Earthquake-proofing needed for Ottawa schools

Ottawa's older schools are not prepared for an earthquake, according to two Ottawa engineers who say structural upgrading is needed to prevent the possibility of significant damage.

Vancouver currently upgrading schools to prepare for big earthquake

Ottawa's older schools are not prepared for an earthquake, according to two Ottawa engineers who say structural upgrading is needed to prevent the possibility of significant damage.

Murat Saatcioglu, the University of Ottawa research chair in earthquake engineering, said many of Ottawa's public buildings are full of "substandard reinforced concrete frames" designed  to a 1963 building code.

University of Ottawa professor Murat Saatcioglu says old buildings need to upgrade to a fibre that is much stronger than its current steel framing. (CBC)

It is highly likely, he added, there would be significant damage for schools that sit on Leda clay, which increases shaking during a strong earthquake. 

Orleans is one area of the city that sits on pools of Leda clay.

Saatcioglu said the buildings, including many schools, need to upgrade from the current steel framing. He said a twin column frame wrapped in carbon-fibre would eliminate crucial breaking points in the various structures.

"This material has fibres that are 10 times stronger than steel when they are pulled in their longitudinal direction," he said, adding he hopes schools will start the upgrading.

"Those buildings need to be assessed and, if necessary, retrofitted for seismic resistance."

Vancouver school board readying for earthquake

Cities like Vancouver are more prepared for a large earthquake.
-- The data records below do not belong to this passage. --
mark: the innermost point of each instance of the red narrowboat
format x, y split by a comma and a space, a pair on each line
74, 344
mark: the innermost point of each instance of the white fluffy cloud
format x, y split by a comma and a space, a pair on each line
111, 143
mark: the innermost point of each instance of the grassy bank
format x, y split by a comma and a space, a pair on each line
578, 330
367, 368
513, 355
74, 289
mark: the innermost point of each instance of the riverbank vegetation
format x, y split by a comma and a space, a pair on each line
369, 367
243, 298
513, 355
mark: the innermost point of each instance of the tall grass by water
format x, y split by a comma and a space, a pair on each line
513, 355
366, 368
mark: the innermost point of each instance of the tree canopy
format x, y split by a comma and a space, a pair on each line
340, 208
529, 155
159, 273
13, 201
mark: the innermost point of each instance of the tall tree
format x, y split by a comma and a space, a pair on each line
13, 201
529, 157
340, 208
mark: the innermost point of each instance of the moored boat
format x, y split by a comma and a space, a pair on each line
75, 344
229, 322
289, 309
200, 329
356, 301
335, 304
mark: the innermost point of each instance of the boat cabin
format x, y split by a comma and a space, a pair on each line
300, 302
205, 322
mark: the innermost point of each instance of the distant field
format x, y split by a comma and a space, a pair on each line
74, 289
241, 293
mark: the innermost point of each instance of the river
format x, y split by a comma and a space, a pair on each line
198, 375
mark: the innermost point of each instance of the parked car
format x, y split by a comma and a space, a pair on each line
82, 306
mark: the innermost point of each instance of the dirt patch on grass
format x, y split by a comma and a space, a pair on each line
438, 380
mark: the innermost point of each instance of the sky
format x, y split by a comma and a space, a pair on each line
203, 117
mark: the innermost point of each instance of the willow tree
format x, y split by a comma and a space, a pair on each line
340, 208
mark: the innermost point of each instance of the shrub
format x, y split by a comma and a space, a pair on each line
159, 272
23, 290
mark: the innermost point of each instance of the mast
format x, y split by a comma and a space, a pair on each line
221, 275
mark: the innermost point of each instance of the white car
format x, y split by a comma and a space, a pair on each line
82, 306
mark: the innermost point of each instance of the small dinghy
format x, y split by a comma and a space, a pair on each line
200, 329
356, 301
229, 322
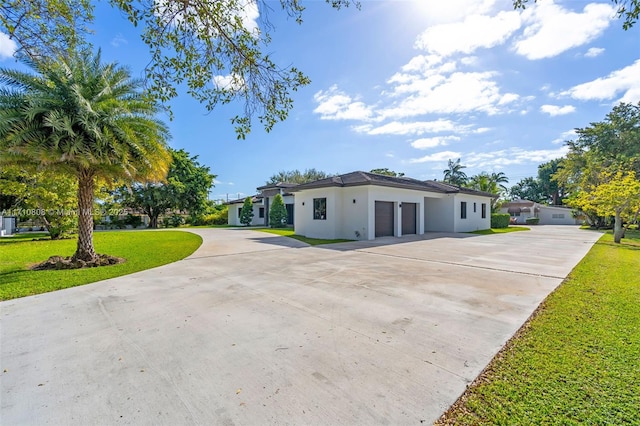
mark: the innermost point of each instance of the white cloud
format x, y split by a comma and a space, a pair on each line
594, 51
553, 29
7, 46
445, 94
474, 32
554, 110
437, 157
512, 156
624, 80
410, 128
334, 104
425, 143
565, 136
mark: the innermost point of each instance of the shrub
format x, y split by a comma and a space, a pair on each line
278, 213
246, 214
500, 220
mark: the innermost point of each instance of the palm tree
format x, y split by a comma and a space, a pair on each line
79, 116
453, 174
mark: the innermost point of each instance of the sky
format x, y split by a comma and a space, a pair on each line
408, 85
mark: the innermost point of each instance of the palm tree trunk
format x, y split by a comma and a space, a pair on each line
85, 250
Even though the building code does not require upgrades, structural engineer Dan Carson said school boards in Vancouver have made a decision to upgrade the buildings to withstand an earthquake.
The June 2010 earthquake in Val-des-bois, Que., that shook the Ottawa area created this giant crater in Notre Dame de la Salette, Que., one day later. (Submitted photo)

Both Carson and Saatcioglu say a building's heritage value often dictates whether it gets an expensive seismic treatment.

"The building code does not retroactively require anything to be done to existing buildings," Carson said.

Carson designed the seismic retrofit at Ottawa's Museum of Nature as part of a $200-million renovation. The downtown museum sits on a small pool of Leda clay, which makes it vulnerable to more intense shaking.

He insists all old buildings need to prepare for a natural disaster. That is an increased concern, experts say, because Ottawa is threatened by the prospect of a large earthquake in its near future.